* [PATCH] malloc: Move mmap code out of __libc_free hotpath
@ 2025-03-24 19:29 Wilco Dijkstra
2025-03-24 20:41 ` Florian Weimer
2025-03-24 22:16 ` DJ Delorie
0 siblings, 2 replies; 9+ messages in thread
From: Wilco Dijkstra @ 2025-03-24 19:29 UTC (permalink / raw)
To: 'GNU C Library'
Currently __libc_free checks for a freed mmap chunk in the fast path.
Also errno is always saved and restored to preserve it. Since mmap chunks
are larger than the largest tcache chunk, it is safe to delay this and
handle tcache, smallbin and medium bin blocks first. Move saving of errno
to cases that actually need it.
Performance of bench-malloc-thread improves by 6.4% for 1 thread and
4.9% for 32 threads on Neoverse V2.
Passes regress, OK for commit?
---
diff --git a/malloc/malloc.c b/malloc/malloc.c
index b73ddbf554461da34d99258fae87c6ece6d175ba..f362227e68b78e25583aa971cb6ee131f44a92e5 100644
--- a/malloc/malloc.c
+++ b/malloc/malloc.c
@@ -3313,6 +3313,9 @@ tcache_init(void)
if (tcache_shutting_down)
return;
+ /* Preserve errno when called from free() - _int_malloc may corrupt it. */
+ int err = errno;
+
arena_get (ar_ptr, bytes);
victim = _int_malloc (ar_ptr, bytes);
if (!victim && ar_ptr != NULL)
@@ -3321,10 +3324,11 @@ tcache_init(void)

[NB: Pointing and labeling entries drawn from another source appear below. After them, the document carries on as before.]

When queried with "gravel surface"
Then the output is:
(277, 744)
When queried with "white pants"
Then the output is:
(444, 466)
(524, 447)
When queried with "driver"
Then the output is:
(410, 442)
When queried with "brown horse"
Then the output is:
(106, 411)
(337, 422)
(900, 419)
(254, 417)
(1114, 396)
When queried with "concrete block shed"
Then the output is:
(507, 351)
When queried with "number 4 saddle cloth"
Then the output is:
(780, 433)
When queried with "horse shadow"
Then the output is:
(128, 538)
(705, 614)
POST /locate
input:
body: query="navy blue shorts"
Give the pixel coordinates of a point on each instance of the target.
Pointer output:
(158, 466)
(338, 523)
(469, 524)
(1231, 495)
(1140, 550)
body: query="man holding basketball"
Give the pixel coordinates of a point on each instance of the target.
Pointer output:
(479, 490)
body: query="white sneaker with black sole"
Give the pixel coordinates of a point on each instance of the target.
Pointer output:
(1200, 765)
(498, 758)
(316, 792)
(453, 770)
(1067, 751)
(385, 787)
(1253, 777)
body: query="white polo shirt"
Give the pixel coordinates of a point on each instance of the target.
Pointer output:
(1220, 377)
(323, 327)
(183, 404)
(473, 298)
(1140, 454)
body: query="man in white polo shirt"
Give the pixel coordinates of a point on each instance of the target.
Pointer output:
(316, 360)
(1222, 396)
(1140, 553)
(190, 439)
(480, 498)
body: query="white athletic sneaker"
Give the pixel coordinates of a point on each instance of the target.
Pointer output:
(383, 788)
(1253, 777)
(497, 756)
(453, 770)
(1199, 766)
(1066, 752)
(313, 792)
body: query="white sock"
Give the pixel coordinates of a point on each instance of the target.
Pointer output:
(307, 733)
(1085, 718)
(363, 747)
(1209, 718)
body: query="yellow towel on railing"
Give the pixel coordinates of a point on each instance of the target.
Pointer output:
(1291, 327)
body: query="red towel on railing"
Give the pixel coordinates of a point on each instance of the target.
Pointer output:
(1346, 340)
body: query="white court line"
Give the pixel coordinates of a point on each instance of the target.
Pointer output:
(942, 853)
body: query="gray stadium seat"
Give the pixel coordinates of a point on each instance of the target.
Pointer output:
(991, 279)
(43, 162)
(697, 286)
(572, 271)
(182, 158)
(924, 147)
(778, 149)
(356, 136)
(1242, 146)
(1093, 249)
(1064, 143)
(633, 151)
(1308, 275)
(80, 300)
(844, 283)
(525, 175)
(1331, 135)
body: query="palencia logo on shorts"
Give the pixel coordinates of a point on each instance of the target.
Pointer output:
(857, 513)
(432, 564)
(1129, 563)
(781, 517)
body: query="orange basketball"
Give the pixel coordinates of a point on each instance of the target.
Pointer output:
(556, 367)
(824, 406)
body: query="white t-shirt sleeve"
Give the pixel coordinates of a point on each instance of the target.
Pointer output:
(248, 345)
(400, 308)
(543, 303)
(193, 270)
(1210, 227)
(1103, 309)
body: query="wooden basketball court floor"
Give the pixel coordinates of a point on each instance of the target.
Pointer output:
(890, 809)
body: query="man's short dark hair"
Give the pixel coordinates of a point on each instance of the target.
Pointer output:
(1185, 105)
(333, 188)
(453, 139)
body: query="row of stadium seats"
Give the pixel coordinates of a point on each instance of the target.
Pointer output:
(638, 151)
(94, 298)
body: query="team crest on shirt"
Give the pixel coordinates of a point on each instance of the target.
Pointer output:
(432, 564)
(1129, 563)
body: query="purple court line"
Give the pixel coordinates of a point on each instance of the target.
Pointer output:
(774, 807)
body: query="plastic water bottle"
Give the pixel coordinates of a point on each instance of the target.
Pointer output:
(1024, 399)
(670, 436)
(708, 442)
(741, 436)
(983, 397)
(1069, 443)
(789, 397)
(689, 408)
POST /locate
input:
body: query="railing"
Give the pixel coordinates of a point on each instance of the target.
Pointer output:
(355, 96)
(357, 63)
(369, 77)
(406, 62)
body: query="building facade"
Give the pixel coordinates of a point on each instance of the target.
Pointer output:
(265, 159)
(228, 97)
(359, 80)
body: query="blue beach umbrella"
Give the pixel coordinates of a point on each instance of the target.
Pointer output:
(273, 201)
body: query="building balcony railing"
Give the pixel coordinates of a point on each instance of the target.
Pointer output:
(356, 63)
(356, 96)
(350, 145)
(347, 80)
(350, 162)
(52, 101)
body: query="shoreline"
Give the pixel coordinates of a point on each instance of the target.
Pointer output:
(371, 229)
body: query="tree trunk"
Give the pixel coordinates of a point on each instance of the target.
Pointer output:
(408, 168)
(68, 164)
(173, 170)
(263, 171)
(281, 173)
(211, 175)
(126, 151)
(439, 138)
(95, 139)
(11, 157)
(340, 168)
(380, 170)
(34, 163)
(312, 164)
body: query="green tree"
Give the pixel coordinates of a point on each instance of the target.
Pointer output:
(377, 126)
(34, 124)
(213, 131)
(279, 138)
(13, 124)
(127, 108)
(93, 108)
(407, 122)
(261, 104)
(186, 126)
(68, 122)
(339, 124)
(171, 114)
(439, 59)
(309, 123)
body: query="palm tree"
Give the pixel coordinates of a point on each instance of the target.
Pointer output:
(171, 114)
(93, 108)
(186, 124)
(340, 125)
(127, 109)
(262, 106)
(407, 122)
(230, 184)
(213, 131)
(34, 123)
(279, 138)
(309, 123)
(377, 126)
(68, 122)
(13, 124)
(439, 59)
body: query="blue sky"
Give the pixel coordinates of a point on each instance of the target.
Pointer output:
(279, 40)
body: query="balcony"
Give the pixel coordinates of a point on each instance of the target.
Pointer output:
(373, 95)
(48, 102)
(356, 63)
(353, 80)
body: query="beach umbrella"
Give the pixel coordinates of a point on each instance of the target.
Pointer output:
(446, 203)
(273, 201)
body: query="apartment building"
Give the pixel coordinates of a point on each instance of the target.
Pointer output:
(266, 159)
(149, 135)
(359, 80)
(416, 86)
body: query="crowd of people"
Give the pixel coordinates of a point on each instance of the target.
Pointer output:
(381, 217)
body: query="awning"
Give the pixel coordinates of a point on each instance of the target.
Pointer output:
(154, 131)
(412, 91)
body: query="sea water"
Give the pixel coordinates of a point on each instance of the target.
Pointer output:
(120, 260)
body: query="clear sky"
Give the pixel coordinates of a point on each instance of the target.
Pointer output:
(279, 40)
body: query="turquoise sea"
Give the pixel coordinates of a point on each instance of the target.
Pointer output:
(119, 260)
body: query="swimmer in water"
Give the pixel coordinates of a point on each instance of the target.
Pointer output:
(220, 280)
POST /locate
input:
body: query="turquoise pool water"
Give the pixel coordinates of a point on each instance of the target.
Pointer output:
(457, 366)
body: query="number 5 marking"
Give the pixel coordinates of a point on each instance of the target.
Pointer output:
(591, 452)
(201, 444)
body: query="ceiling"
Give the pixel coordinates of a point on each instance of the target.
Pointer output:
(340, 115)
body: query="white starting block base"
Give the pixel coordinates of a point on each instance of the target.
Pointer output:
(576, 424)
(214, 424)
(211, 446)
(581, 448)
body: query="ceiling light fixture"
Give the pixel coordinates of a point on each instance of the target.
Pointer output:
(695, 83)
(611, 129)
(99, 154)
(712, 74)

victim = _int_malloc (ar_ptr, bytes);
}
-
if (ar_ptr != NULL)
__libc_lock_unlock (ar_ptr->mutex);
+ __set_errno (err);
+
/* In a low memory situation, we may not be able to allocate memory
- in which case, we just keep trying later. However, we
typically do this very early, so either there is sufficient
@@ -3446,37 +3450,15 @@ __libc_free (void *mem)
if (__glibc_unlikely (mtag_enabled))
*(volatile char *)mem;
- int err = errno;
-
p = mem2chunk (mem);
- if (chunk_is_mmapped (p)) /* release mmapped memory. */
- {
- /* See if the dynamic brk/mmap threshold needs adjusting.
- Dumped fake mmapped chunks do not affect the threshold. */
- if (!mp_.no_dyn_threshold
- && chunksize_nomask (p) > mp_.mmap_threshold
- && chunksize_nomask (p) <= DEFAULT_MMAP_THRESHOLD_MAX)
- {
- mp_.mmap_threshold = chunksize (p);
- mp_.trim_threshold = 2 * mp_.mmap_threshold;
- LIBC_PROBE (memory_mallopt_free_dyn_thresholds, 2,
- mp_.mmap_threshold, mp_.trim_threshold);
- }
- munmap_chunk (p);
- }
- else
- {
- MAYBE_INIT_TCACHE ();
-
- /* Mark the chunk as belonging to the library again. */
- (void)tag_region (chunk2mem (p), memsize (p));
+ MAYBE_INIT_TCACHE ();
- ar_ptr = arena_for_chunk (p);
- _int_free (ar_ptr, p, 0);
- }
+ /* Mark the chunk as belonging to the library again. */
+ (void)tag_region (chunk2mem (p), memsize (p));
- __set_errno (err);
+ ar_ptr = arena_for_chunk (p);
+ _int_free (ar_ptr, p, 0);
}
libc_hidden_def (__libc_free)
@@ -4665,6 +4647,9 @@ _int_free_chunk (mstate av, mchunkptr p, INTERNAL_SIZE_T size, int have_lock)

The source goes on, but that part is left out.